If a manifold admits a smooth (or even PL) structure then KS vanishes. 
In dimension 4:
I think that K-S invariant is independent of the intersection form if it is odd. If the form is odd then there're two homeomorphism types of manifolds (Freedman) that are distinguished by the $KS(M)\in H^4(M,\mathbb Z_2)$. 
If the form is even then KS(M)=(1/8)signature mod 2. 
A: Not an answer to your question, but I just want to stress that, whilst the intersection form does more-or-less classify simply-connected topological 4-manifolds, it is far from the whole story in the smooth category. There are many examples of simply-connected topological 4-manifolds which admit infinitely many different smooth structures. (This is the only dimension in which this occurs.)

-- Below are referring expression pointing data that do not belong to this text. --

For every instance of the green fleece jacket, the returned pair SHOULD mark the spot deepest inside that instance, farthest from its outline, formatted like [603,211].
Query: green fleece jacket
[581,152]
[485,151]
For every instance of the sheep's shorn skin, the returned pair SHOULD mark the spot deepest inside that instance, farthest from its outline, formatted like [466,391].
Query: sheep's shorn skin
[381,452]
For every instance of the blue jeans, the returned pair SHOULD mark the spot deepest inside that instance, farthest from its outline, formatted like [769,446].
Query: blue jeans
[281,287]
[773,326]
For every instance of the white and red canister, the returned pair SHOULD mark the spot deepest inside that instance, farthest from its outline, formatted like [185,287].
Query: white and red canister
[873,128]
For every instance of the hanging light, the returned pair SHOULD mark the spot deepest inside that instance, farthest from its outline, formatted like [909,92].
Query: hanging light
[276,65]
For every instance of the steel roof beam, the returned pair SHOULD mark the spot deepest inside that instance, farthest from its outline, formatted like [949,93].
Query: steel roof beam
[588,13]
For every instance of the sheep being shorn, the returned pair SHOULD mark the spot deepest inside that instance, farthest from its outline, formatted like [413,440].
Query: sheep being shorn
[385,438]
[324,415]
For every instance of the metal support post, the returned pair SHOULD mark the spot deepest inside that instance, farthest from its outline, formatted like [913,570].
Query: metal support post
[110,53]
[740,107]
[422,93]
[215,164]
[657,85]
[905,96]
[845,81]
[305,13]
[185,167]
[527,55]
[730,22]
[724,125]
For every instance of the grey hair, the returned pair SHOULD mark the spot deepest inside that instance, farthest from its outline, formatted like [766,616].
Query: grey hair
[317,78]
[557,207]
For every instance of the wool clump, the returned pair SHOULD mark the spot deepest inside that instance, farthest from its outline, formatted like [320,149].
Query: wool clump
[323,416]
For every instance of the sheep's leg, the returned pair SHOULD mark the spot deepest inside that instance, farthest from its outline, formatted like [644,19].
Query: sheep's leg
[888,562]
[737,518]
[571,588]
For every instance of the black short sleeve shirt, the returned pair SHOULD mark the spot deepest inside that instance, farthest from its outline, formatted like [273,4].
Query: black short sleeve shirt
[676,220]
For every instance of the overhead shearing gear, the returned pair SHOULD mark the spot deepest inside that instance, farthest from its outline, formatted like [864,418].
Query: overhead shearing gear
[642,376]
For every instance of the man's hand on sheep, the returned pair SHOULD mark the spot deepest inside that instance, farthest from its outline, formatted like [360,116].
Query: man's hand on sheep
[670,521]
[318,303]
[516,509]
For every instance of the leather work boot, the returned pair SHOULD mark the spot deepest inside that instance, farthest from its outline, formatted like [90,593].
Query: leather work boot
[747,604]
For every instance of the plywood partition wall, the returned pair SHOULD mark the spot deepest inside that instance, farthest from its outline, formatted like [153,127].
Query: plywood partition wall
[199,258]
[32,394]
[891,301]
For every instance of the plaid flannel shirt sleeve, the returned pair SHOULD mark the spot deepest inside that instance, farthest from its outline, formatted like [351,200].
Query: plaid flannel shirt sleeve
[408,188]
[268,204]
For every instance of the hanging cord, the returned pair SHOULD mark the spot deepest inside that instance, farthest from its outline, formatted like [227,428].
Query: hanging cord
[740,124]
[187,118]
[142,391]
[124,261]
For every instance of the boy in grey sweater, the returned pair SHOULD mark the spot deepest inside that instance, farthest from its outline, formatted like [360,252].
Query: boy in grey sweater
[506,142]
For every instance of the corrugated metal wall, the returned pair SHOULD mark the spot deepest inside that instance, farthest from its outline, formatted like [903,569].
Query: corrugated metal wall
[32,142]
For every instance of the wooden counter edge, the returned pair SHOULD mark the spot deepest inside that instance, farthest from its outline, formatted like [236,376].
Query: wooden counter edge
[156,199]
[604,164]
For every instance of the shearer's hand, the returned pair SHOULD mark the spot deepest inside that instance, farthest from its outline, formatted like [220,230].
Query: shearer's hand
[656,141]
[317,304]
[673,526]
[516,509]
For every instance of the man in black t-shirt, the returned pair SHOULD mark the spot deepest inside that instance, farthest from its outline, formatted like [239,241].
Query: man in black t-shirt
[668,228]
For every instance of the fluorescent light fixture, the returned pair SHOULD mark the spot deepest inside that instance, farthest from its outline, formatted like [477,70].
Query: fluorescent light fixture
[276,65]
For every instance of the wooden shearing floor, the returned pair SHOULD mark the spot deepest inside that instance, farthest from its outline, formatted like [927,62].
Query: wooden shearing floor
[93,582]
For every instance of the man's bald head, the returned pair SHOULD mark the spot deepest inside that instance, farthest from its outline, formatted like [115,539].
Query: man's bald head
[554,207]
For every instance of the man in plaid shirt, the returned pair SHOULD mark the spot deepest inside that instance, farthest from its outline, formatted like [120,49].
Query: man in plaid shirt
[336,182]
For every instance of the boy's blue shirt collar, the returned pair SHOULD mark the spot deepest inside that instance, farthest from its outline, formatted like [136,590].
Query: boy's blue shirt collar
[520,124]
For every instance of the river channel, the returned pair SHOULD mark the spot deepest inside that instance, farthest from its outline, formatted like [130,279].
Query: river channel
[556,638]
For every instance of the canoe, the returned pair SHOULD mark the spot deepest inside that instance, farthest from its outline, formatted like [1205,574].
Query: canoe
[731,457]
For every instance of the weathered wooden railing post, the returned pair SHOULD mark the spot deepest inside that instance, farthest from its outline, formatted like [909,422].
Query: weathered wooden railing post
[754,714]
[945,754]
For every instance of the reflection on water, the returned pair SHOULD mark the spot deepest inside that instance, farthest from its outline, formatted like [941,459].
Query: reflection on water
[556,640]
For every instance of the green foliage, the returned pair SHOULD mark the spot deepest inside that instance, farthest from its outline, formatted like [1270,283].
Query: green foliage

These different smooth structures are usually detected via Donaldson or Seiberg-Witten invariants. These invariants also enter in the connected sum discussion. Given a connect-sum of topological 4-manifolds X=M#N, as others have said, the intersection forms add: Q(X)= Q(M)+Q(N). Freedman's work on 4-manifolds tells us that there is essentially a converse to this in the topological category: roughly, if a simply-connected topological 4-manifold X has intersection form which can be written as Q(M)+Q(N) for simply-connected 4-manifolds M,N then in fact there is connected sum decomposition X=M#N. 
On the other hand, one can show that for many smooth 4-manifolds M,N the, say, Seiberg-Witten invariants of M#N must vanish. Meanwhile, there are many X for which we know that the invariants are non-zero (e.g., symplectic 4-manifolds thanks to the work of Taubes). This means that there are many examples of smooth 4-manifolds which can be written topologically as a connected sum - by Freedman's work - but not smoothly because the SW invariant is non-zero.
A: The bilinear form associated to a connected sum should be the direct sum of the two pairings, yes. Intuitively, classes in M do not intersect classes in N, so they are orthogonal with respect to the pairing.
A: Just to partly answer your question. For a simply connected closed $4$-manifold the intersection pairing Q in cohomology determines the ring structure. And even if there is torsion in $H_2(M;\mathbb{Z})$, by the universal coefficient theorem or otherwise $H^2(M;\mathbb{Z})$ is free. By Poincare duality $H^3(M;\mathbb{Z})=0$. Therefore, knowing $Q$ is knowing $H^\ast(M;\mathbb{Z})$. And as all the previous answers pointed out (and you yourself) for a connected sum of $M_1$ and $M_2$ the $H^2$ adds up and the ring structure is determined by $Q_1\oplus Q_2$.